Stutiferas Navis
Stultifera Navis –
(série de 32 pinturas, acrílica\óleo s\telas
– 0,55 X 0,60 cm - executadas em 2014)
Nas matinês de
domingo havia um seriado em que um personagem ficava imobilizado em uma mesa e
apenas uma gota d’água pingava ritmicamente em sua testa até levá-lo a loucura.

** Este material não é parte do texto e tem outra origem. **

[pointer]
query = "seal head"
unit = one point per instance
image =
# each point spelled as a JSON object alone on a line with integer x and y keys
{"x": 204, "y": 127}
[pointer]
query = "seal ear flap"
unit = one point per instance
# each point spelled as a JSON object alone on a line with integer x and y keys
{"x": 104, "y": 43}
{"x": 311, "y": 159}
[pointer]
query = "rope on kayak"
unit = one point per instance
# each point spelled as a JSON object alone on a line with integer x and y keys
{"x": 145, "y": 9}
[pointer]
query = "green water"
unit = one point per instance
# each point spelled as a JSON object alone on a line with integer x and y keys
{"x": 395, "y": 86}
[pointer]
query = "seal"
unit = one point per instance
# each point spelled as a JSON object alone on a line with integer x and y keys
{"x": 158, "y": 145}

Não sei como era chamada (ou se tem nome) esse tipo de tortura, mas em minha
cidade, junto a amigos que comigo viram esse filme, ela passou a ser denominada
de “Tortura Chinesa”. Se estávamos acostumados a ver nesses seriados o mocinho
amarrado com um pêndulo navalha balançando sobre ele, ou diante de uma serra
elétrica estridente, ou preso entre paredes que movimentavam como uma prensa,
por que essa “doce” tortura do pingo d’água me marcou tão profundamente? Creio
que é porque as outras formas de torturas a morte era o destino e, na “Tortura
Chinesa”, o destino era a loucura. A monotonia e a repetição retirando a
possibilidade de viver. Por várias vezes já consertei torneiras que pingavam
durante a noite atrapalhando o sono; parei tic-tac de relógios; mudei de
poltrona no cinema quando alguém atormentado, assentado atrás, dá constantes chutinhos
na cadeira da frente. Para mim mantras e terços nunca me levarão ao Nirvana. Ao
contrário: levam-me ao inferno. A repetição rítmica, ao me espreitar,
apodera-se de mim enfiando sua carapuça monstruosa de um animal delirante.

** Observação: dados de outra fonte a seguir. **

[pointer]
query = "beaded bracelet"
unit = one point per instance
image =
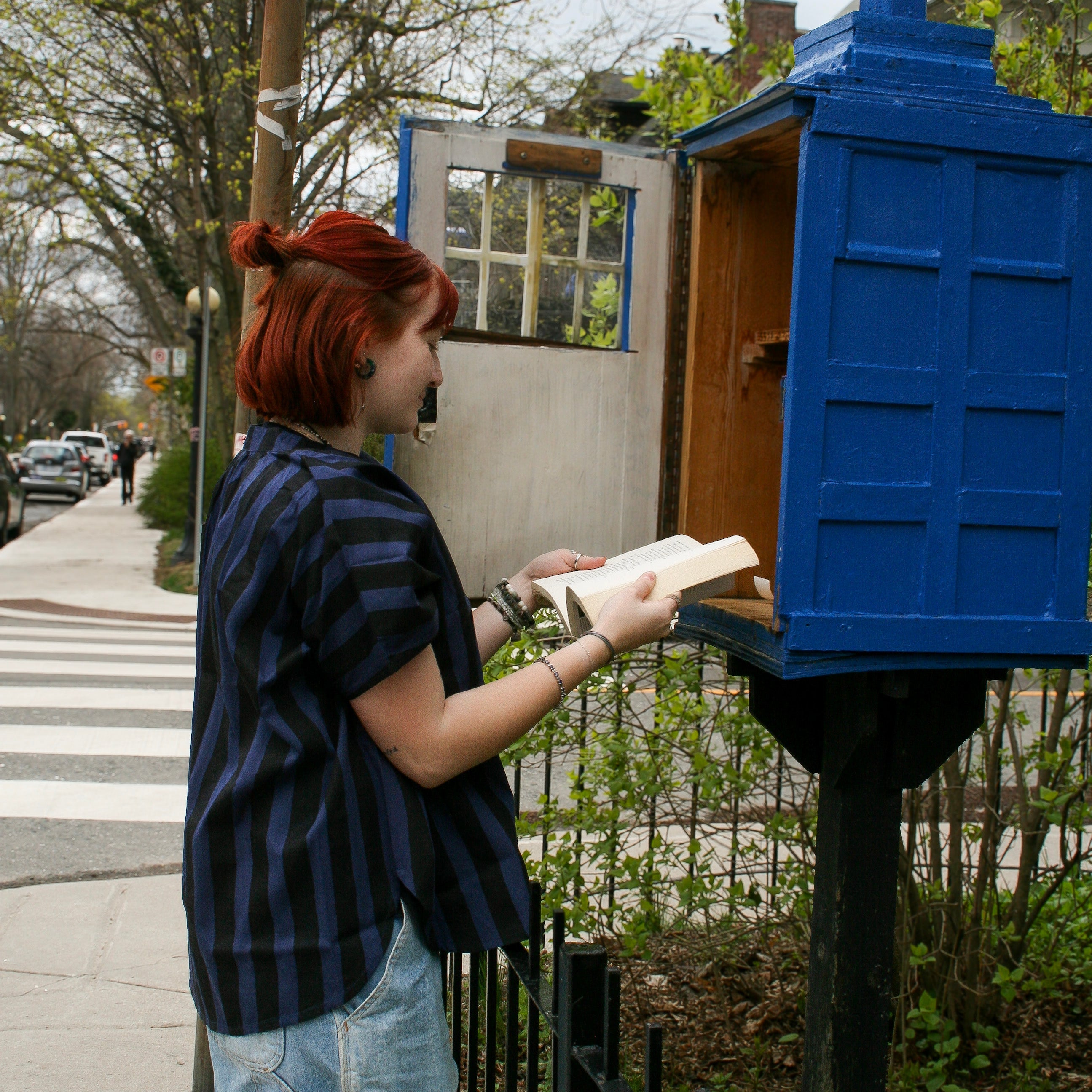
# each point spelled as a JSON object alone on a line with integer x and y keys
{"x": 506, "y": 593}
{"x": 505, "y": 611}
{"x": 553, "y": 671}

Nesse momento escapo da domesticação dos valores e de seus símbolos e fico
fascinado pela desordem, pelo furor, pelas impossibilidades e pela raiva
obscura. Uma loucura estéril passa a residir no meu coração e grita alto como
uma arara no cio.
Agora, em busca de
meus segredos, descubro minhas figuras fantásticas. Uma profusão cavalariça de
pernas e cabeças se transformando em embarcações e vejo-me deslizando pelo rio
Reno, passageiro da Stultifera Navis,
apinhada de loucos, bêbados, vagabundos e, até mesmo, dos patetas da cidade.
Junto a mim está Sebastian Brant, um poeta, que relata em versos uma alegoria
da nossa viagem a Norragônia, o Paraíso dos Loucos. A lotação dessa nave é o inventário de 110
vícios morais capazes de nos levar a loucura.
E esses meus
desenhos são o inventário da minha rotina de artista, preso a zona da tela
branca, a qual não me oferece nenhuma resposta, pois respostas pressupõem
decepções.
Sei que a
repetição é uma tortura e eu me vejo torturado constantemente;
sei que fiz essa
viagem tendo como companheiro o gravador Burgkmair;
sei que Foucault
andou dando uns palpites;
sei que, por
contradição, esses desenhos aprisionados nessas telas fazem parte de um jogo
contínuo de repetições a procura de abrigo;
sei que Bosch
também navegou nessa mesma nave, também a procura de abrigo;
sei que a
matemática ainda não se escapou da sua rotina repetitiva;
sei que a
realidade é seca, chapada e estanque e é como beijar uma parede branca;
sei também que o et cetera é o meu maior desejo de
acontecimentos;
sei que não sou
inteiro nem monolítico e nem tenho ponto de apoio;
e sei, também, que
gosto de apagar pistas visíveis e inseminar metáforas,
que tenho
necessidade genética de ser contra;
de ser
escorregadio quinem quiabo;
de ser o que não
sou e do que sou;
de rastejar em
subsolos;
de ler com os
olhos analfabetos teses em braile;
de ser um número
primo;
de me estender,
expandir, de esconder e de me perder
e se essas
pinturas acontecem é porque como minha placenta todos os dias, ad infinitu.
Série exposta na Biblioteca Central da UFMG em Setembro de 2014.
Pinturas em acrílica sobre tela coladas em mdf.